I studied software development in college and had several friends who were music majors. They had classes where they were assigned to listen to a range of music so they could understand the different approaches and qualities of each kind of music. It gave them depth for when they would write their own music. You can only get so far from learning from just the documentation on the parts. Inspiration from others will surely help you produce better work.

Also consider that authors also learn to write better content when they read work done by the best writers.

A prominent programmer in the Microsoft side advocates for what he calls "code reading" where you pick out an Open Source project that you believe is a good example of quality code. You go through it and figure out how it was put together and why. You can see more here...


I also like to look at the source control history on specific files to see how the code has changed over time.
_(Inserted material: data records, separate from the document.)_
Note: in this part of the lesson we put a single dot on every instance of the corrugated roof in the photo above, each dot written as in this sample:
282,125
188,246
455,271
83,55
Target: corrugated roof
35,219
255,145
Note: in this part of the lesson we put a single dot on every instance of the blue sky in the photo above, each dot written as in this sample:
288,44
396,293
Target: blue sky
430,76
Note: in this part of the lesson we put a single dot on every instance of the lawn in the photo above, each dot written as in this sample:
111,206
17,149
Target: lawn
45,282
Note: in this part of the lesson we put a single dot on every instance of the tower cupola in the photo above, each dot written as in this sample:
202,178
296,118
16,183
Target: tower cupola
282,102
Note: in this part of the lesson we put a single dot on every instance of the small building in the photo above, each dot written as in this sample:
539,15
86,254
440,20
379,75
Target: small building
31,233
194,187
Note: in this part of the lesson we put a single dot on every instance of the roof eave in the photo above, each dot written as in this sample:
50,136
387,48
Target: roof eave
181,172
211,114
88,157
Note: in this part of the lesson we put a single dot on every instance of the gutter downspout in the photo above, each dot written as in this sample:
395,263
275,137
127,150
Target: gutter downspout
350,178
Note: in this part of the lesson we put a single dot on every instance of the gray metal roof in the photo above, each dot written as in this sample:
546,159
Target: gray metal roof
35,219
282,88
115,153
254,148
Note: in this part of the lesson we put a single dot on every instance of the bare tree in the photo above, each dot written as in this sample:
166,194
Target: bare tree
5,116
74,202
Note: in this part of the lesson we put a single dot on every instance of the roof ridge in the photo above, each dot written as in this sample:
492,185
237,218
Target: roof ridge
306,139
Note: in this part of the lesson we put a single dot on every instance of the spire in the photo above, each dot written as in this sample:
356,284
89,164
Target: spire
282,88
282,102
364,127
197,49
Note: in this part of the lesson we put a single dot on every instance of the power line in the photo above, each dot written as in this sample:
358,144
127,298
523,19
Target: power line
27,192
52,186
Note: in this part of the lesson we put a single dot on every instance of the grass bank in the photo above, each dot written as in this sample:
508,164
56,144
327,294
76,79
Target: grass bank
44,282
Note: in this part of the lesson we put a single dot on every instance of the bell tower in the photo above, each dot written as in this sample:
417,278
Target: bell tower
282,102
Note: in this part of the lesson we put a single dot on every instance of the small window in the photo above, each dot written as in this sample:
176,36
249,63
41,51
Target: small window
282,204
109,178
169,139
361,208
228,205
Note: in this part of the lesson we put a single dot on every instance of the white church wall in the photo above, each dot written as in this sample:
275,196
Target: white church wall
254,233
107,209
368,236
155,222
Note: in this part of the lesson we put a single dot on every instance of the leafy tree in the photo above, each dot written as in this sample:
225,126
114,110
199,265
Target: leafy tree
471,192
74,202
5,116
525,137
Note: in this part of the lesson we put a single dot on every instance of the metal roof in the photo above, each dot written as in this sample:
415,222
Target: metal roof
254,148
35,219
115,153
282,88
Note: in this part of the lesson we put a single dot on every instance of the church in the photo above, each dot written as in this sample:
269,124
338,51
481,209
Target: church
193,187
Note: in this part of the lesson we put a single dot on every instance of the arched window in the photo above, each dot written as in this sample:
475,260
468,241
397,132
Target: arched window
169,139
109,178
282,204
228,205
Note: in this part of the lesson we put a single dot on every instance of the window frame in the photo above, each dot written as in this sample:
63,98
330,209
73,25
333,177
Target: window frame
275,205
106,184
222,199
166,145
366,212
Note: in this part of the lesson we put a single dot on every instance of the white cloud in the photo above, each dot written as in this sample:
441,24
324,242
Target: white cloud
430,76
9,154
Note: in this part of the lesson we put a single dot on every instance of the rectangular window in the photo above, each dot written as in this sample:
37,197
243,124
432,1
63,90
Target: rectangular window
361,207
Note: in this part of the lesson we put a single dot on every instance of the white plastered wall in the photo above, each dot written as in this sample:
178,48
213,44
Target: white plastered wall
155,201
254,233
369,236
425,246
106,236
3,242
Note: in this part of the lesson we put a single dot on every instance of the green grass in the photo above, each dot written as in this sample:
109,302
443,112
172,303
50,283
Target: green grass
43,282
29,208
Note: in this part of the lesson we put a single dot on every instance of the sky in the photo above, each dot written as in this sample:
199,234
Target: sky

I find the other developers make the same mistakes I do when I first start working in an new area. If you can benefit from learning from the mistakes of others so that you do not repeat them yourself, you will be a better programmer for it.


Everyone learns in their own way. Like you, I prefer (working) examples to reading the API documentation. But that goes for every language I use.

I think you're worrying about other people too much. The important thing is that you figure things out eventually, and while you're using different references, that you're getting the job done. Who cares if other people learn differently than you do?


I could understand the problem and sometime it's possible feeling the sensation of "unreadiness".

Obj-c can be frightening at first sight and the best way is to try writing some easy simple problems's solutions and go ahead by little steps.


The Apple documentation is just a reference really, it's not a compendium of everything so you should use it as a 'starting point' for your learning and then build on it from there when searching elsewhere.

There's nothing wrong with using google to find the answer to your questions


I can see you have good knowledge on theory...That's good you are not going to code blindly like copying and pasting...Even though u may have to copy and paste at some times you'll have deeper knowledge of what it is.

Just lose the guilty feeling.(Just affirm yourself like "Better late than never")

Coding is a mind work you should have clear mind to produce effective output

Just start coding with positive and curious mindset everything will start pour into your cup.